При всей трансцендентальной идеальности, объективный мир сохраняет эмпирическую реальность: хотя объект и не вещь в себе, но как эмпирический объект, он реален. Хотя пространство находится лишь в моей голове, но эмпирически моя голова находится в пространстве. Хотя причинный закон нисколько не может вести к устранению идеализма, так как именно он образует мост между вещами в себе и нашим знанием о них и, следовательно обеспечивает абсолютную реальность за миром, который представляется нам в результате его применения, — однако это вовсе не уничтожает причинного отношения объектов между собою, — значит, не уничтожает и того отношения, которое бесспорно существует между собственным телом каждого познающего и прочими материальными объектами. Но причинный закон связывает только явления, а не выводит нас за их пределы. Мы существуем и остаемся с ним в мире объектов, то есть явлений — т. е., собственно, представлений.
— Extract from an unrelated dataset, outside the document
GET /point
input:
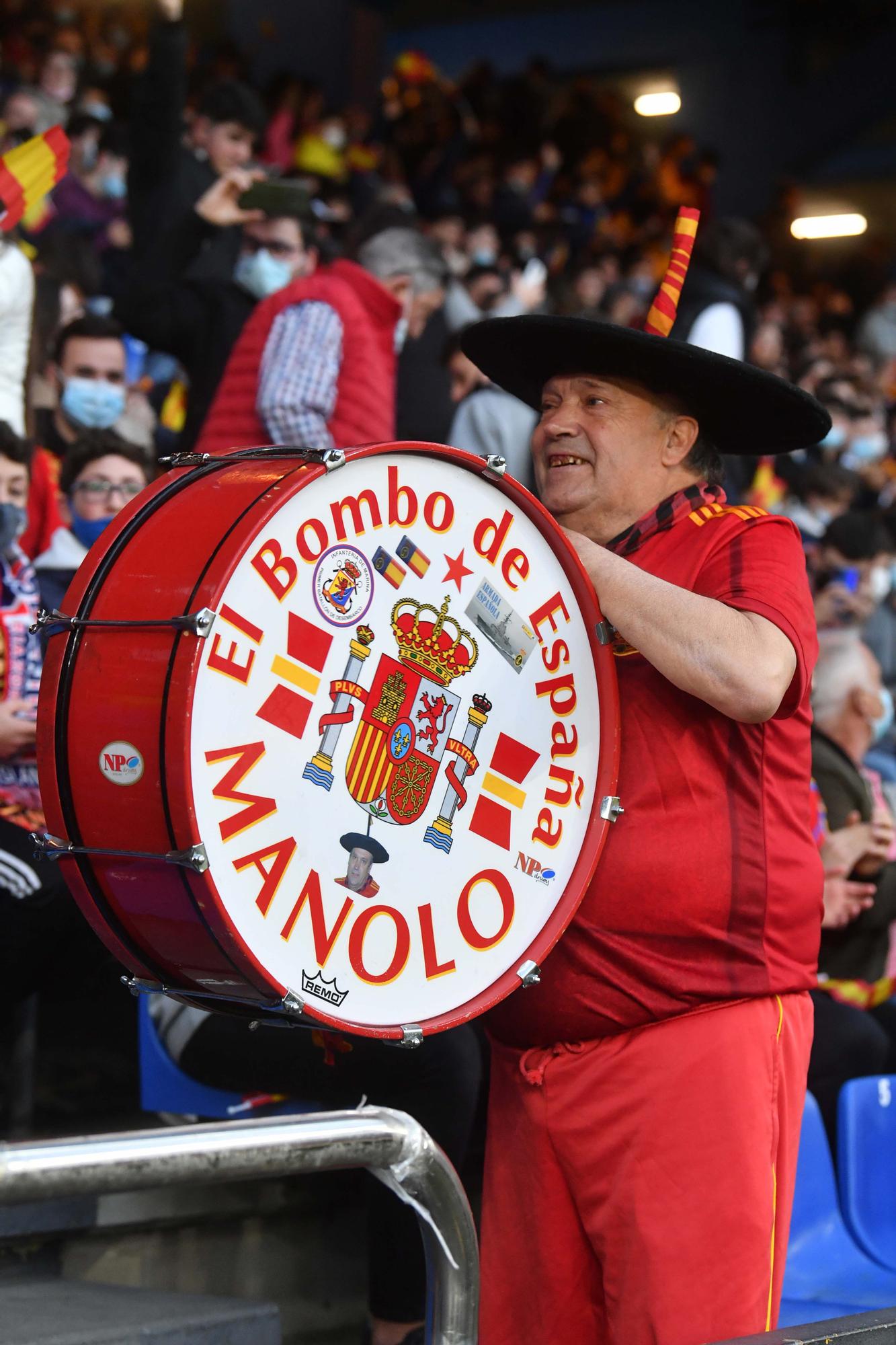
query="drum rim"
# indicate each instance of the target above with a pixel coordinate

Но подобный мир [19]опыта в целом обусловлен прежде всего познаванием субъекта вообще, как своей необходимой предпосылкой, а затем — специфическими формами нашего воззрения и восприятия, т. е. он неизбежно обращается в простое явление и не имеет никаких притязаний считаться за мир вещей в себе. Даже самый субъект (поскольку он — лишь познающее) еще относится к явлению, которого он составляет другую, восполняющую половину.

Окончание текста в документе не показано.